Using this standard to review all currently disclosed cases, it’s almost impossible to find a complete closed-loop.

Wang Qian, founder of the robot business, has made the most direct characterization of the current situation in public: “There’s only one standard for measuring commercialization: generating a positive ROI for the customer. When customers buy robots to replace labor—whether it improves efficiency or improves productivity for a longer time—if it can achieve that, it counts. But today, in the market, none of the systems can do that.”

He also further pointed out that those companies that have claimed commercial rollout and revenue over 100 million yuan, in essence, are still doing R&D and education markets and hosting welcome/entertainment performance markets—going into factories to do simple repetitive work is “actually a PR-type activity.”
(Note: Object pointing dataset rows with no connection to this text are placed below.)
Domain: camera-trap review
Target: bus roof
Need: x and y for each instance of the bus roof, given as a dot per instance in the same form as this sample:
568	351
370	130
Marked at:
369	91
This judgment has also echoed within the capital circle. An investment partner at Sequoia China, Yuan Geng, said: “A company can’t rely solely on doing demos and demonstration projects. It must find a true commercialization path that creates value… The total cost for a robot to complete tasks must be lower than the local labor cost, and the completion quality must be better. Only then will someone actually pay.”

The subtext is very clear: in his view, what many companies rely on to survive today is demos and demonstration projects, not real commercial value. Such a judgment comes from someone who has continuously invested in this industry, which implies that investment is not based on a clear commercial logic.

This can also be confirmed by the way companies enter factories themselves. As described by industry observers close to multiple vendors, factories will not proactively spend money to bring a batch of “robots that can’t do anything and will slow down production” onto the production line.

Therefore, “who gets you into the factory” is the primary question, not “what the robot can do.” The current paths that get you into factories mainly include: shareholder relationships, technology endorsement needs from strategic cooperation partners, interest exchanges across the upstream and downstream of the industrial chain, and governments acting as matchmakers. Among this list, the path “because robots can replace labor and factories autonomously procure based on economic rationality” currently does not exist. The logic for entering factories is driven by relationships, not by demand pull.

At the current stage, the application of humanoid robots is still in the exploratory early phase, mainly piloted in some companies that have demand for automation and intelligence… Their large-scale adoption is still constrained by factors such as cost, technology, and market acceptance.

The industry’s number-one shipped-volume company uses “exploration” and “pilots” in its listing documents—not as modesty, but as the most accurate official description of the current “quality” of commercialization.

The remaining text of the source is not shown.